There have also been covenant defaults under certain of our project level financing arrangements, mainly because of delays in the delivery of project level audited financial statements and the SunEdison Bankruptcy, which resulted in defaults because SunEdison, Inc. and certain of its affiliates have been serving as O&M and asset management service providers or as guarantors under relevant contracts. We have been working diligently with our lenders to cure or waive instances of default, including through the completion of project level audits and the retention of replacement service providers. However, there can be no assurance that all remaining defaults will be cured or waived. All of our project level financing arrangements are on a non-recourse basis, and therefore these defaults do not directly affect the financial position of the Company. However, if the remaining defaults are not cured or waived, this would continue to restrict the ability of the relevant project companies to make distributions to us, and may entitle certain project level lenders to demand repayment or enforce their security interests or other remedies.
Additionally, covenant defaults may occur in the future under the indenture governing the Senior Notes in the event of further delays in the filing of our periodic reports with the SEC. There can be no assurance that we will be able to file our periodic reports with the SEC within the periods currently required under the indenture governing the Senior Notes or that the holders of the Senior Notes will agree to any required extension of financial statement filing dates on acceptable terms or at all. A default on the Senior Notes would permit the trustee or the holders of at least 25.0% in aggregate principal amount of notes outstanding to accelerate the Senior Notes. The Company would likely not have sufficient liquidity to meet this obligation, which could have a material adverse effect on our business, results of operations, financial condition and ability to pay dividends.
The risk of substantive consolidation of the Company with SunEdison and inclusion in the SunEdison Bankruptcy, as well as the risk of future covenant defaults under the indenture governing the Senior Notes, raise substantial doubt about the Company’s ability to continue as a going concern.

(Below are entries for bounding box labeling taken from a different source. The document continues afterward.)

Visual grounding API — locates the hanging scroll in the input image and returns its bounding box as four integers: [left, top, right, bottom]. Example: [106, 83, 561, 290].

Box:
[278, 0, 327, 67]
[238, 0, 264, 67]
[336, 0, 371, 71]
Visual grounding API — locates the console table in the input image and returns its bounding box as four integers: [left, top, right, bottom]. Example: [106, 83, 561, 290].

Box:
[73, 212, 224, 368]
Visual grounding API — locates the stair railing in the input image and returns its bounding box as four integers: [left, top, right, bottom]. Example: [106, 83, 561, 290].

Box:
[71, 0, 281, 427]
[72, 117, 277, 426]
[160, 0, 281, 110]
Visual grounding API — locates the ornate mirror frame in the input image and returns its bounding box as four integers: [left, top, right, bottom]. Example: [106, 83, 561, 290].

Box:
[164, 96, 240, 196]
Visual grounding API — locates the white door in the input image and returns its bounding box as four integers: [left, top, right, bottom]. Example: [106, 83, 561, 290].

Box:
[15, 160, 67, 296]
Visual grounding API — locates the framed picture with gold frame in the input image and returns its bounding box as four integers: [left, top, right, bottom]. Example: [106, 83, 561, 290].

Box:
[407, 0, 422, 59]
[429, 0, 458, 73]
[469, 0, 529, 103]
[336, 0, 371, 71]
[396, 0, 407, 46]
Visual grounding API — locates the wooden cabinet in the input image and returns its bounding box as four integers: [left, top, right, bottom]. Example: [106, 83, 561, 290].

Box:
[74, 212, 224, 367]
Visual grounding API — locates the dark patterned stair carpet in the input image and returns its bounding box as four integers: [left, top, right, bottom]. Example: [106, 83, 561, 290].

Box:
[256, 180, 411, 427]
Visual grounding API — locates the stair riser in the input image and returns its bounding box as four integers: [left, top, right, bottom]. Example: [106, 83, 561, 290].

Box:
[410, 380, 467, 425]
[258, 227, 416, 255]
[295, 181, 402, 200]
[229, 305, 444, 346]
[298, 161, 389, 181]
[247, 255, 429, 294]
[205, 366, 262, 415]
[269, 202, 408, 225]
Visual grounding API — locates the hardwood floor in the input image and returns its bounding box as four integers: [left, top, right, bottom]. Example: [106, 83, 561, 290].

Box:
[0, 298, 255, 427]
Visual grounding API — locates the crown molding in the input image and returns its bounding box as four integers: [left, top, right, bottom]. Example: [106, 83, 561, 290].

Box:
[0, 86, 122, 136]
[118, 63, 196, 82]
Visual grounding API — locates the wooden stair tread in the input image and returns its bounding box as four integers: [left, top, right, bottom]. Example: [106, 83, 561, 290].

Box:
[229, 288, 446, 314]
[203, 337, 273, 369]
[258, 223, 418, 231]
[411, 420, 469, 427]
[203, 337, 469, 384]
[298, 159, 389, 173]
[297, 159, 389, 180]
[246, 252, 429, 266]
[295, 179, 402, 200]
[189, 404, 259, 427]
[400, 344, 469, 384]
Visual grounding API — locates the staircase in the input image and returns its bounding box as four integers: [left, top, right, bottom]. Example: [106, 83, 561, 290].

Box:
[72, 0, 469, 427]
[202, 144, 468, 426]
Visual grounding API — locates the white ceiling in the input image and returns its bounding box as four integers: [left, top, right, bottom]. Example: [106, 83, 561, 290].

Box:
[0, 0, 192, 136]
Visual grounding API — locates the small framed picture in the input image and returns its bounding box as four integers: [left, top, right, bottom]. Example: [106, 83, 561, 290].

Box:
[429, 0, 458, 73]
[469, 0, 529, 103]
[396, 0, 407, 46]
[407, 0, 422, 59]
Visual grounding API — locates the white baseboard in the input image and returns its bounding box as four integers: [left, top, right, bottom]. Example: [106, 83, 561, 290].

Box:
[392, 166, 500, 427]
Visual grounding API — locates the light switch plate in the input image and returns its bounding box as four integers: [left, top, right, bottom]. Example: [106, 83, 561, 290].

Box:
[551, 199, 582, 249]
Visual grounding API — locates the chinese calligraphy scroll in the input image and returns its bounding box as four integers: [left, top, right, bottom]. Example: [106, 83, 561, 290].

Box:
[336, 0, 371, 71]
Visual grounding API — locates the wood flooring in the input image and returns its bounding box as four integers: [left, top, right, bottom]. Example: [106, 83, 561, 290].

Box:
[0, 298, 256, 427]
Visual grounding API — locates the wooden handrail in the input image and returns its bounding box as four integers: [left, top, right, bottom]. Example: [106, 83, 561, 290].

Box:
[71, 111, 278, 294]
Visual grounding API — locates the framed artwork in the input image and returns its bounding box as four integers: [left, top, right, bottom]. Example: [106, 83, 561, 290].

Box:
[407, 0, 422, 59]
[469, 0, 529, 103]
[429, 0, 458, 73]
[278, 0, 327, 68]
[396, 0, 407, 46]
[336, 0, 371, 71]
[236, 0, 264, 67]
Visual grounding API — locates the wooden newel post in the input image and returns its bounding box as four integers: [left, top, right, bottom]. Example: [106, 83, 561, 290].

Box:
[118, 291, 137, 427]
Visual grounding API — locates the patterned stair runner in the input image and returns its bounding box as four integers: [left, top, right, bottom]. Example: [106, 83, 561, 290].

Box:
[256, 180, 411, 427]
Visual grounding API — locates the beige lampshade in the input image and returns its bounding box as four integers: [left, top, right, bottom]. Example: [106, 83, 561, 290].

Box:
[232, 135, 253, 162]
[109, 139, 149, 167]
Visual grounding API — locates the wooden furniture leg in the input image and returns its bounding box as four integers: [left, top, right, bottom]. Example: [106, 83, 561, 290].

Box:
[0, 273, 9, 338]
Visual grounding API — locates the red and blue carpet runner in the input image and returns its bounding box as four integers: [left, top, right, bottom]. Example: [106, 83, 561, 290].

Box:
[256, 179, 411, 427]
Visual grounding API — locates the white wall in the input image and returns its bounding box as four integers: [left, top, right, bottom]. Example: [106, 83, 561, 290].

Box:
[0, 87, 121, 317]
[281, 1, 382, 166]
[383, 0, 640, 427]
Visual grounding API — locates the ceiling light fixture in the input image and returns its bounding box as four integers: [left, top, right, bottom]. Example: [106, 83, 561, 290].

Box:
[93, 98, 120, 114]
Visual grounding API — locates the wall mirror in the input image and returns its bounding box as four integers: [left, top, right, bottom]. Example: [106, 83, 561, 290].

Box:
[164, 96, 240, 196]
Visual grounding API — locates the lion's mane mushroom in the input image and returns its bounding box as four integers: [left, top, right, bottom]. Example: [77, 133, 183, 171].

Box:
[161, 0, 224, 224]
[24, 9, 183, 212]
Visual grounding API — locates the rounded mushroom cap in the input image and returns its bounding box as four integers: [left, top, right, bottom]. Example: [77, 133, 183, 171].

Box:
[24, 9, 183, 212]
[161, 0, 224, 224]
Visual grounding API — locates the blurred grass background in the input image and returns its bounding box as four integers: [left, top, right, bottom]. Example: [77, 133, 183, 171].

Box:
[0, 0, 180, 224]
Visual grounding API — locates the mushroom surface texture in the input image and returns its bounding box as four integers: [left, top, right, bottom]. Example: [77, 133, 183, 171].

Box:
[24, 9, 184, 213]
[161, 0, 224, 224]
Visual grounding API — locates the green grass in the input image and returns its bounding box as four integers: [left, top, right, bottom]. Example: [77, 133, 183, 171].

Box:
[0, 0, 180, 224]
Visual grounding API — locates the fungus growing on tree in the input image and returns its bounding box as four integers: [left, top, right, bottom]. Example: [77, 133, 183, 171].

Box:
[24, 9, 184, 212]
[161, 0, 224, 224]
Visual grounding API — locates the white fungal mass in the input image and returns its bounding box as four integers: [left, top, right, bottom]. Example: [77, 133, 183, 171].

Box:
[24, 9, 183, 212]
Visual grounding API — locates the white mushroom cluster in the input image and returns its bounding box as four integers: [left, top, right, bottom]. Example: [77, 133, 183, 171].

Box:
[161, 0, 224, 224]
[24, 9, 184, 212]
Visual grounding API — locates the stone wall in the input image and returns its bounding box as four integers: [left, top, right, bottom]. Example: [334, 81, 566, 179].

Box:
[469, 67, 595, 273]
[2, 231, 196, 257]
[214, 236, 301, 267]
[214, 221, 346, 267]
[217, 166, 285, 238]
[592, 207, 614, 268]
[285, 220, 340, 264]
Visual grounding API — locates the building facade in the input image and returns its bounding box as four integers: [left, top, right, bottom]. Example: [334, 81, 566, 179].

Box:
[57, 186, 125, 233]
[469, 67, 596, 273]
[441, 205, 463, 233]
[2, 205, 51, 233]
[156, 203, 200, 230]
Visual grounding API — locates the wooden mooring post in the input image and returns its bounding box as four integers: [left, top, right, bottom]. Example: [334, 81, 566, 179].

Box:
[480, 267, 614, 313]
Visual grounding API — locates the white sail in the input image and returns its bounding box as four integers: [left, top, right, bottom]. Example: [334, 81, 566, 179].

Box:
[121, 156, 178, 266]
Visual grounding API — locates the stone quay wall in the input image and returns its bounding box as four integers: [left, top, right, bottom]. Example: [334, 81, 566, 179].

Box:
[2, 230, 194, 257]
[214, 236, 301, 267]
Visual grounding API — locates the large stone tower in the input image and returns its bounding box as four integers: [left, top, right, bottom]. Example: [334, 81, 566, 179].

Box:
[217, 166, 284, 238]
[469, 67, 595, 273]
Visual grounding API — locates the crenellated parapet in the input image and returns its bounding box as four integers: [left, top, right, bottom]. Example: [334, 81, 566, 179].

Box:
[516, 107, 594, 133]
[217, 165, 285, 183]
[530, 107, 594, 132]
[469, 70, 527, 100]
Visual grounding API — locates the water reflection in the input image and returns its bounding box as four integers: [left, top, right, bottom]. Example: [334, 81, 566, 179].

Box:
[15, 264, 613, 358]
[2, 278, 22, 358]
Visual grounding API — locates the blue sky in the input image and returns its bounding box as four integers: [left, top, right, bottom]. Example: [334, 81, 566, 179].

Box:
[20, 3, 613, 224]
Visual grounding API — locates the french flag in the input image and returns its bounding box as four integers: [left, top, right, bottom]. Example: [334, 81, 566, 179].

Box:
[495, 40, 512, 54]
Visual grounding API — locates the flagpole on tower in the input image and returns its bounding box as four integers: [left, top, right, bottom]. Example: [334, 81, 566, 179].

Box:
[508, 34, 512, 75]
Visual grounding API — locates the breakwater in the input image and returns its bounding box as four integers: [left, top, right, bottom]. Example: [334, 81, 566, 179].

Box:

Total liquidity as of May 31, 2017 was approximately $657.6 million, comprised of unrestricted cash and cash equivalents. The unrestricted cash and cash equivalents balance as of May 31, 2017 was comprised of $565.3 million and $92.2 million unrestricted cash and cash equivalents at the corporate and project level, respectively. Unrestricted cash held at our project companies is available for project expenses but not available for corporate use. Total corporate liquidity excludes availability under the Revolver as a result of the reduction to zero and termination of the revolving commitments under our Revolver on March 31, 2017, as further described in Item 1. Note 7 - Long-term Debt. On September 2, 2016, Global Operating LLC entered into a second supplemental indenture to the indenture governing the Senior Notes, under which Global Operating LLC agreed to repay the borrowing currently outstanding (other than the outstanding letters of credit) under the Revolver, as well as to restrictions on the ability of Global Operating LLC to further borrow under the Revolver until the earlier of March 8, 2017 or such time as SunEdison and its subsidiaries (other than the Company, TerraForm Power, Inc. (together with its subsidiaries, “TerraForm Power”) and their respective subsidiaries) have disposed of all or substantially all of their equity interests in the Company and an offer has been made to repurchase the outstanding Senior Notes at a purchase price in cash at least equal to 101.0% of their principal amount, plus accrued and unpaid interest, if any, to the repurchase date (or a binding agreement to make such an offer has been entered into). Subsequently, on March 31, 2017, Global Operating LLC permanently reduced to zero and terminated the revolving commitments under the Revolver and entered into a fifth amendment (the “Fifth Amendment”) to the Revolver. As a result, no availability under our Revolver was included in our liquidity position as of May 31, 2017. Management believes that the Company’s liquidity position and cash flows from operations will be adequate to finance operating and maintenance capital expenditures, service debt and other liquidity commitments. Management continues to regularly monitor the Company’s ability to finance the needs of the operating, financing and investing activities of our business in light of current conditions affecting us and within the dictates of prudent balance sheet management.
Sources of Liquidity
The Company’s principal sources of liquidity include unrestricted cash, cash generated from operations, borrowings under new and existing financing arrangements and the issuance of additional equity and debt securities. We are currently unable to access the capital markets for our debt and equity securities at costs that are attractive to us. We expect that sources of funds that are available to us, including cash on hand and cash generated from our operations, will be adequate to provide for the Company’s short-term and long-term liquidity needs. The Company’s ability to meet its debt service obligations and other capital requirements, including capital expenditures, as well as make acquisitions, will depend on the Company’s future operating performance which, in turn, will be subject to general economic, financial, business, competitive, legislative, regulatory and other conditions, many of which are beyond our control.